The attorney general’s staff has discussed his concerns with executives of Nasdaq and NYSE and requested more information, said the person, who asked not to be named because the inquiry hasn’t been announced. Schneiderman’s office is also looking into private trading venues, known as dark pools, and the strategies deployed by the high-speed traders themselves.

 

This new breed of predatory behavior gives a small segment of the industry an enormous advantage over all other competitors and allows them to use new technologies to reap huge profits based on unfair advantages,” according to a draft of Schneiderman’s speech delivered today at New York Law School.

 

 

The investigation threatens to disrupt a model that market regulators have openly permitted for years as high-speed trading and concerns about its influence have grown. Trading firms pay to place their systems in the same data centers as the exchanges, a practice known as co-location that lets them directly plug in their companies’ servers and shave millionths of a second off transactions. They also purchase proprietary data feeds, which are faster and more detailed than the stock-trading information available on the public ticker.

 

 

Schneiderman has previously voiced disapproval of services that cater to high-speed traders and give them a potential edge. When Business Wire, the distributor of press releases owned by Warren Buffett’s Berkshire Hathaway Inc., said last month it would stop sending the statements directly to high-frequency firms, Schneiderman called it “a tremendous victory.”

 

Taking his concerns public may help Schneiderman push the exchanges to alter practices, as Business Wire did, even without enforcement action. Among the powerful tools at his disposal is the Martin Act, an almost century-old law that gives him broad powers to target financial fraud in the state.

 

 

Targeting the exchanges could be the most straightforward way to deal with any ill effects of speedy trading, said James D. Cox, a securities law professor at Duke University in Durham, North Carolina…“They have a broad statute to maintain orderly markets and to do so in an ethical manner.”

 

“The SEC wants to protect investors, but also strengthen and promote U.S. capital markets,” Cox said. “These twin functions conflict with each other, which is why they have so far turned a blind eye on this issue.”

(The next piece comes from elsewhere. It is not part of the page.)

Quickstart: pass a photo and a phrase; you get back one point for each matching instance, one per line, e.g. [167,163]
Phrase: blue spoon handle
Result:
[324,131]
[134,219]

Of course, the big headline will be the effect this has on Virtu’s “Holy Grail” IPO – their #1 Risk Factor is…

In addition, certain market participants have requested that the U.S. Congress and the SEC propose and adopt additional laws and rules, including rules relating to restrictions on co-location, order-to-execution ratios, minimum quote life for orders, incremental messaging fees to be imposed by exchanges for “excessive” order placements and/or cancellations, further transaction taxes, tick sizes and other market structure proposals. The SEC recently proposed Regulation SCI, which could impose significant compliance and other costs on market centers that may have to pass such costs on to their users, including us, and could impact our future business plans of establishing a market center to avoid or reduce market center costs for certain of our transactions. Similarly, the consolidated audit trail, which the SEC is requiring SROs to propose a plan for and implement, is expected to entail significant costs both on market centers, which may pass these costs along to their users, and broker-dealers directly.

 

Any or all of these proposals or additional proposals may be adopted by the SEC, CFTC or other U.S. or foreign legislative or regulatory bodies. These potential market structure and regulatory changes could cause a change in the manner in which we make markets, impose additional costs and expenses on our business or otherwise have a material adverse effect on our business, financial condition and results of operations.

Seems “lobbying costs” might be about to become a much bigger line item…

It appears Virtu really does have a problem!